Entre as conversas e as músicas ouço as velhas vozes da Ribeira na algazarra em seu grito de guerra: “Xaria não desce! Canguleiro não sobe!”. Não mais existe cabeças partidas, nem muito nariz amassado, nem muito braço torcido e nem tão pouco muita prisão como escrevera o mestre Cascudo nos tempos de outrora.
As mesas distribuídas no salão, a disputa por um lugarzinho melhor, a velha “radiola” de ficha no canto da parede, a antiga geladeira meio azul meio verde na cozinha, o velho piso do Edifício Bila me fazem viajar e acreditar que a Ribeira ainda vive. Vejo-me em plena década de quarenta. Os intelectuais falando em guerra, em política, em mulheres. Estas, por sua vez, belas e abusadas em suas maquiagens importadas dos EUA e seus vestidos coloridos. Chapéus, boinas e guarda-sóis descansam perto da porta de entrada.
Continuo com a minha Água Tônica a sentir o cheiro dos perfumes do passado. Os sons dos lustrados sapatos no entra-e-sai do Café Salão, ainda na ilusória década de quarenta, misturam-se com os vôos rasantes daqueles benditos americanos e suas máquinas enlouquecidas.
Alguns olhos me encontram perdido no êxtase deste momento. Alguns sorrisos me são lançados e me despertam o desejo de sempre sonhar. Entre a fumaça dos cigarros vejo Tyrone Power e Ava Gardner entrarem e tomarem a atenção de todos.

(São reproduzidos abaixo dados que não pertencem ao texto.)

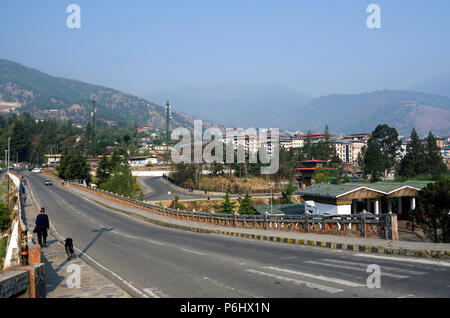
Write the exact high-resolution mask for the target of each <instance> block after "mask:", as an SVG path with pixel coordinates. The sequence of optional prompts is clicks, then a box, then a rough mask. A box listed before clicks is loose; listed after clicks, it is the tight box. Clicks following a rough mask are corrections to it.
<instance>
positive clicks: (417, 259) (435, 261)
mask: <svg viewBox="0 0 450 318" xmlns="http://www.w3.org/2000/svg"><path fill="white" fill-rule="evenodd" d="M355 255H356V256H359V257H369V258H379V259H388V260H391V261H399V262H409V263H419V264H427V265H438V266H446V267H450V262H441V261H432V260H427V259H412V258H401V257H391V256H382V255H370V254H355Z"/></svg>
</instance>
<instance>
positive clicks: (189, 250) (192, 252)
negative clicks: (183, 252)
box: [181, 248, 208, 256]
mask: <svg viewBox="0 0 450 318" xmlns="http://www.w3.org/2000/svg"><path fill="white" fill-rule="evenodd" d="M181 250H182V251H185V252H188V253H194V254H197V255H203V256H207V255H208V254H205V253H200V252H196V251H191V250H187V249H185V248H182V249H181Z"/></svg>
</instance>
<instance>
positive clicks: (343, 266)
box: [305, 261, 409, 279]
mask: <svg viewBox="0 0 450 318" xmlns="http://www.w3.org/2000/svg"><path fill="white" fill-rule="evenodd" d="M305 263H308V264H315V265H322V266H329V267H337V268H343V269H350V270H354V271H360V272H365V271H366V269H364V268H356V267H352V266H345V265H338V264H328V263H323V262H316V261H305ZM381 275H382V276H388V277H392V278H400V279H403V278H408V277H409V276H405V275H397V274H391V273H386V272H381Z"/></svg>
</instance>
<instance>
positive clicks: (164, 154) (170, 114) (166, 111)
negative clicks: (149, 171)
mask: <svg viewBox="0 0 450 318" xmlns="http://www.w3.org/2000/svg"><path fill="white" fill-rule="evenodd" d="M170 118H171V112H170V102H169V101H166V138H165V143H166V145H165V146H166V149H165V151H164V162H165V163H166V164H167V151H168V150H169V123H170Z"/></svg>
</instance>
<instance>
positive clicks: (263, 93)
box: [146, 84, 311, 128]
mask: <svg viewBox="0 0 450 318" xmlns="http://www.w3.org/2000/svg"><path fill="white" fill-rule="evenodd" d="M146 97H147V98H148V99H150V100H153V101H155V102H157V103H163V102H164V101H165V100H166V99H170V101H171V102H172V103H173V105H174V107H176V108H177V109H179V110H180V111H183V112H187V113H189V114H193V115H196V116H199V117H202V118H208V119H210V120H215V121H220V123H222V124H224V125H227V126H229V127H256V128H258V127H264V128H271V127H273V128H277V127H282V126H286V125H285V124H286V122H285V121H286V118H289V117H290V116H292V115H293V114H294V113H295V112H297V111H298V109H299V108H300V107H301V106H302V105H305V104H306V103H307V102H309V101H310V100H311V98H310V97H308V96H305V95H302V94H300V93H298V92H297V91H295V90H293V89H289V88H286V87H283V86H280V85H276V84H253V85H250V84H220V85H214V86H212V85H211V86H206V87H189V86H186V87H179V88H176V89H171V90H159V91H155V92H153V93H150V94H149V95H147V96H146ZM292 124H294V123H292ZM292 127H294V125H292Z"/></svg>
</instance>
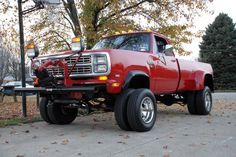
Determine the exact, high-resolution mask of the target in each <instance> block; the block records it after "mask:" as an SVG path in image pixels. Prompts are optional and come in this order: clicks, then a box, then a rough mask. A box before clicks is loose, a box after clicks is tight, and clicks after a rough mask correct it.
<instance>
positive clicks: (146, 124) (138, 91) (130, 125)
mask: <svg viewBox="0 0 236 157" xmlns="http://www.w3.org/2000/svg"><path fill="white" fill-rule="evenodd" d="M145 103H146V104H145ZM144 106H145V107H144ZM144 108H145V109H144ZM146 108H149V109H146ZM156 108H157V107H156V98H155V96H154V95H153V93H152V92H151V91H150V90H148V89H137V90H136V91H134V92H133V93H132V94H131V95H130V97H129V100H128V105H127V117H128V122H129V125H130V127H131V128H132V129H133V130H134V131H138V132H144V131H149V130H151V129H152V128H153V126H154V124H155V121H156V114H157V109H156ZM142 109H143V111H141V110H142ZM145 110H149V111H145ZM142 112H146V115H142ZM145 116H148V117H145ZM143 118H144V119H143ZM145 118H147V120H146V119H145Z"/></svg>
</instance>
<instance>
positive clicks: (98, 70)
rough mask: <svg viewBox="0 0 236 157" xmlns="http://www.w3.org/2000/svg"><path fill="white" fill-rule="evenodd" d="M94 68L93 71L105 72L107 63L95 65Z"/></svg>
mask: <svg viewBox="0 0 236 157" xmlns="http://www.w3.org/2000/svg"><path fill="white" fill-rule="evenodd" d="M94 70H95V73H104V72H107V65H96V66H95V69H94Z"/></svg>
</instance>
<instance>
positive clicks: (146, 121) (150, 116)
mask: <svg viewBox="0 0 236 157" xmlns="http://www.w3.org/2000/svg"><path fill="white" fill-rule="evenodd" d="M140 111H141V118H142V120H143V122H144V123H146V124H148V123H150V122H151V121H152V120H153V117H154V104H153V101H152V99H151V98H149V97H145V98H144V99H143V100H142V102H141V106H140Z"/></svg>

O calor da noite me inspira e, ainda encantado por Ava, tento cantarolar a marchinha meio brasileira, meio americana que sai dos acordes do musico “falsificadamente” nativo.
Quem me dera sair dali e dormir no Grande Hotel com a mais bela mulher dessa Ribeira. Acordar e observar o coreto da praça central. Tomar café na varanda e folhear o jornal matutino e encontrar as “Actas Diurnas” estampadas ao lado da fotografia, em preto e branco, de Getúlio e Roosevelt...
Volto a minha realidade. Não existe mais nada, apenas lembranças e desejos. O mestre já se faz morto. O coreto perdeu, ao longo do tempo, a sua funcionalidade. O hotel deixou de ser grande. A Ribeira adormece. Minha Água Tônica já não mata mais a minha sede. Não ouço mais as algazarras das pessoas pelas ruas.
Nalva e seu Café Salão me fizeram feliz, mesmo que por breves instantes. Retiro-me discretamente para não magoar as minhas lembranças. Dou as costas ao velho Bila. Atravesso com passos curtos a rua sem muito movimento. Cruzo as avenidas desertas e esquecidas e meus olhos negros, tristes e solitários se enchem de saudades.
Creio, hoje mais do que nunca, que plantei, em tempos passados, os meus pés naquele lugar. Vivi sem medo de conhecer a vida e hoje sou apenas resquícios de tempos belos e majestosos.